Back when there were only three networks — from the 1950s through the 1970s — an episode of the most popular programs, say “I Love Lucy” or “Gunsmoke” or “M*A*S*H” or “Dallas,” might attract 20 million or more viewers. The “I Love Lucy” episode chronicling the birth of “Little Ricky” pulled in an estimated 44 million viewers.
All of which speaks to the breakdown of water-cooler television. That is, the kind of shows that were shared conversationally around the figurative “water cooler” at work the next day because everyone watched them.
An especially interesting episode of a top show would often have people talking about it. And Johnny Carson’s nightly “Tonight Show” monologues provided frequent topics of the next morning’s break-room chatter.

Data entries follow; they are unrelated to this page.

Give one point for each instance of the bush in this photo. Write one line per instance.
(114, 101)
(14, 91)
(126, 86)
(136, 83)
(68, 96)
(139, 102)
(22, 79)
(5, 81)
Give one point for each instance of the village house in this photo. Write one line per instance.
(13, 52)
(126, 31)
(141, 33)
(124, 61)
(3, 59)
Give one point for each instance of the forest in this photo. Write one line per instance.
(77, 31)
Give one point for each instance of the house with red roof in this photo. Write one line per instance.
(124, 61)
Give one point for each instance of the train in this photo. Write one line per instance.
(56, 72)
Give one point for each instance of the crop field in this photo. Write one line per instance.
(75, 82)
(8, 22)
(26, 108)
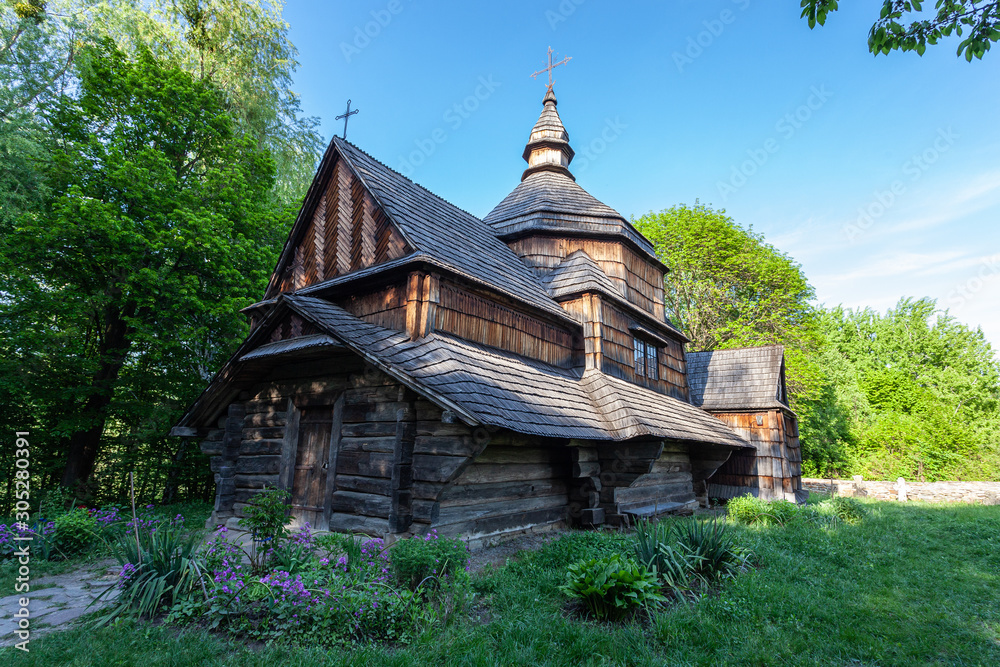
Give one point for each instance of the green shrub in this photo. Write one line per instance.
(159, 568)
(264, 518)
(612, 587)
(847, 509)
(74, 532)
(688, 554)
(782, 512)
(338, 543)
(417, 560)
(748, 510)
(712, 547)
(649, 535)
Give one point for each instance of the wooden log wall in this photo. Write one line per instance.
(482, 319)
(514, 484)
(774, 470)
(641, 475)
(385, 307)
(347, 231)
(640, 280)
(617, 355)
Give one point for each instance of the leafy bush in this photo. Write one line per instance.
(347, 546)
(687, 555)
(74, 532)
(295, 553)
(847, 509)
(264, 518)
(712, 547)
(159, 567)
(612, 587)
(748, 510)
(649, 535)
(417, 560)
(782, 512)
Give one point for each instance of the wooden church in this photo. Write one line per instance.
(413, 367)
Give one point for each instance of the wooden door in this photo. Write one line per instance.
(315, 460)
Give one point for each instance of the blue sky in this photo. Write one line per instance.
(881, 176)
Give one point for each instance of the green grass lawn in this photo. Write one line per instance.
(912, 585)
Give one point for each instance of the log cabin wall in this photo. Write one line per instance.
(618, 354)
(774, 470)
(515, 483)
(634, 478)
(370, 450)
(482, 319)
(640, 280)
(346, 231)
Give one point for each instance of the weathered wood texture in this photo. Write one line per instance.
(385, 307)
(292, 326)
(645, 477)
(483, 320)
(619, 357)
(513, 486)
(347, 231)
(640, 281)
(773, 470)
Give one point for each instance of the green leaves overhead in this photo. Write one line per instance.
(123, 289)
(905, 25)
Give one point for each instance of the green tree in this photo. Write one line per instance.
(904, 25)
(122, 291)
(924, 391)
(240, 46)
(728, 288)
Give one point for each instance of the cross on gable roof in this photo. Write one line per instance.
(452, 239)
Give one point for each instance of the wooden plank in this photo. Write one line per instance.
(454, 495)
(289, 445)
(472, 512)
(369, 504)
(436, 468)
(505, 472)
(336, 429)
(366, 464)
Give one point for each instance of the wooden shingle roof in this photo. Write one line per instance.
(576, 274)
(453, 238)
(489, 386)
(740, 379)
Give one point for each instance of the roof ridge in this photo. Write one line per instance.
(403, 176)
(745, 347)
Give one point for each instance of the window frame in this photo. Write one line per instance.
(645, 358)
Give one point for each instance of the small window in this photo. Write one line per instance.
(646, 359)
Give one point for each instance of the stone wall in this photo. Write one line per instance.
(981, 493)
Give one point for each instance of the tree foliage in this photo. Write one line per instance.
(726, 286)
(122, 291)
(905, 25)
(911, 392)
(924, 392)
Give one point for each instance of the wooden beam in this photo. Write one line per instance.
(331, 468)
(289, 445)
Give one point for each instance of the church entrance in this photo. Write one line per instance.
(315, 465)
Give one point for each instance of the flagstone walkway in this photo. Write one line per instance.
(56, 601)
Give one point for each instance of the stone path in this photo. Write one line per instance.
(64, 599)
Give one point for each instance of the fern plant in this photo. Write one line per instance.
(159, 567)
(612, 587)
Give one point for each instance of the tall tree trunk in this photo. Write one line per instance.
(83, 446)
(173, 472)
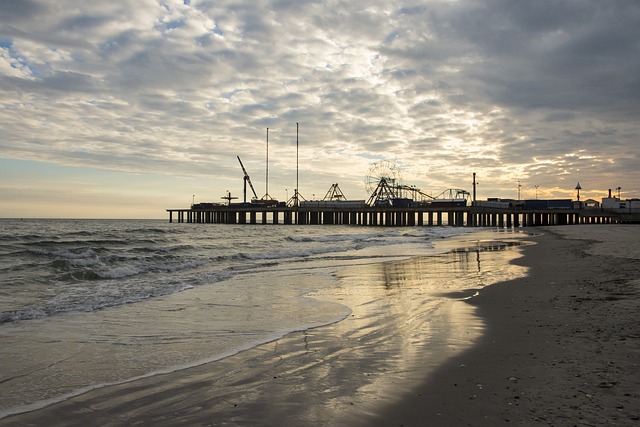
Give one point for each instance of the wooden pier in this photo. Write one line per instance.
(464, 216)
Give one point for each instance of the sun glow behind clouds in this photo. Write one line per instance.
(445, 89)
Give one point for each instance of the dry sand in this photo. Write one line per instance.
(560, 347)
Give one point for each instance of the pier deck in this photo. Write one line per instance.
(469, 216)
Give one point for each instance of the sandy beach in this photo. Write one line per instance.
(554, 341)
(561, 348)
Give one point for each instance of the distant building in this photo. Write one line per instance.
(618, 205)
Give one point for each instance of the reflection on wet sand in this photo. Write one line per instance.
(406, 320)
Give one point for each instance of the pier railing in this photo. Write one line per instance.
(467, 216)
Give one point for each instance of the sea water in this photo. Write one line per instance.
(87, 303)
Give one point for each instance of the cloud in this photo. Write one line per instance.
(507, 89)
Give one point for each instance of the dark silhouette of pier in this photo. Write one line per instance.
(457, 216)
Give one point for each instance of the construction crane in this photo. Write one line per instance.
(247, 179)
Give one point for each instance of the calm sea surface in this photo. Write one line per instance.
(85, 303)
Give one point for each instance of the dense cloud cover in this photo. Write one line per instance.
(543, 92)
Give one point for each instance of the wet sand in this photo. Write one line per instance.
(557, 347)
(561, 348)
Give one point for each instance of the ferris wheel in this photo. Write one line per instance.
(384, 172)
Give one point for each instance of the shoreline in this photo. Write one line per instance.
(343, 371)
(558, 346)
(562, 345)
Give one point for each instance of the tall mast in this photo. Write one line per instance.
(296, 164)
(267, 177)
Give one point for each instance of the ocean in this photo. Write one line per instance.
(89, 303)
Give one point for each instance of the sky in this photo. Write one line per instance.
(123, 109)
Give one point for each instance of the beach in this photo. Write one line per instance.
(546, 338)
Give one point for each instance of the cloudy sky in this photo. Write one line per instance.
(125, 108)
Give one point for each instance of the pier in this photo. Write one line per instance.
(459, 216)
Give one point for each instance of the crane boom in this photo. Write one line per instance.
(247, 179)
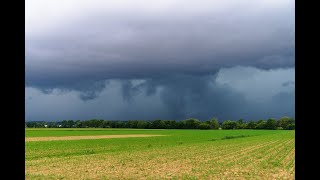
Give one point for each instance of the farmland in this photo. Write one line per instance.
(176, 154)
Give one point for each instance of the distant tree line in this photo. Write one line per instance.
(285, 123)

And if someone in the group missed a particular show and was feeling left out, there was no going back to the DVR or doing a search on iTunes or borrowing a friend’s recording. It aired and it was gone — at least until the summer rerun season or years later when it was resurrected for syndication.

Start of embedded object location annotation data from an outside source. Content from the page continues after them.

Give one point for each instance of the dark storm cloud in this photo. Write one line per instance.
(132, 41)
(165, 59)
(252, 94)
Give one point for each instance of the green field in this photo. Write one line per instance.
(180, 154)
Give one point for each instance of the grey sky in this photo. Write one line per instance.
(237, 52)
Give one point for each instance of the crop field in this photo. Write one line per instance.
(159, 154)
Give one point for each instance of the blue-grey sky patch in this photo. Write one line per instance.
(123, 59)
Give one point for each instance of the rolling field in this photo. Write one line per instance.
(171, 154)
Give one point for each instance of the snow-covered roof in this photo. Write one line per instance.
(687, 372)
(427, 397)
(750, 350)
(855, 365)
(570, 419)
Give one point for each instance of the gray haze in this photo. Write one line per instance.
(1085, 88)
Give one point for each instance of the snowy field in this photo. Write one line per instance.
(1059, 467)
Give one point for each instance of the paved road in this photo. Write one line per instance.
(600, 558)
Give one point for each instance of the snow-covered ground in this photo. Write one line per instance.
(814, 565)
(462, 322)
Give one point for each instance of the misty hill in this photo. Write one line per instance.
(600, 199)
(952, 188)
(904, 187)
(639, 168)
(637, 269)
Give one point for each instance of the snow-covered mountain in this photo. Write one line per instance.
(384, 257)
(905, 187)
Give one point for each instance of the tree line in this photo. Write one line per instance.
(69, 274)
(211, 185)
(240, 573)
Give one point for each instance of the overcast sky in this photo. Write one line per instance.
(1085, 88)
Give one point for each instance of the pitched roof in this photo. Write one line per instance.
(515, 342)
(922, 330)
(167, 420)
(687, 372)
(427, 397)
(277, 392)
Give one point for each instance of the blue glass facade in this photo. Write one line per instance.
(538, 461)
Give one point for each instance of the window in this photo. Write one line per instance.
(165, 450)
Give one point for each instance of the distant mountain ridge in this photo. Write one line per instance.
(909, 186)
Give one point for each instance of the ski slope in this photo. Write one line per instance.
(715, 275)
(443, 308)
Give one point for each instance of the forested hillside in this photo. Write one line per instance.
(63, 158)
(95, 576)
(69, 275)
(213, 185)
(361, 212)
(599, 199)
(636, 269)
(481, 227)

These days, TV watching is so fragmented with so many choices on so many channels (as well as other viewing venues) that it’s a little tougher to find shows that you and your circle of friends all regularly watch on the first night. Even if you like a certain program, chances are you won’t watch it until days later. Since the late 1990s, TV viewing has dropped off by a third.
There are exceptions, of course. NFL games, “American Idol” finales and the Olympic Games might cross into big numbers. The recent first debate between President Barack Obama and Mitt Romney garnered some 70 million viewers, although it must be remembered that this event was broadcast on quite a few networks simultaneously, not just one.
It might be interesting to do a little survey of your own to determine how many people really watch the shows that critics and even the Emmys hail as the programs everyone watches or that have supposedly iconic elements.
Was “Sex and the City” really so well-watched that everyone understands references to the HBO show?
To read Entertainment Weekly or In Touch or Us Weekly — or even the occasional TV stories in Time or Newsweek — you’d think that everyone on the planet watches “The Walking Dead,” “Dexter” and “Mad Men.”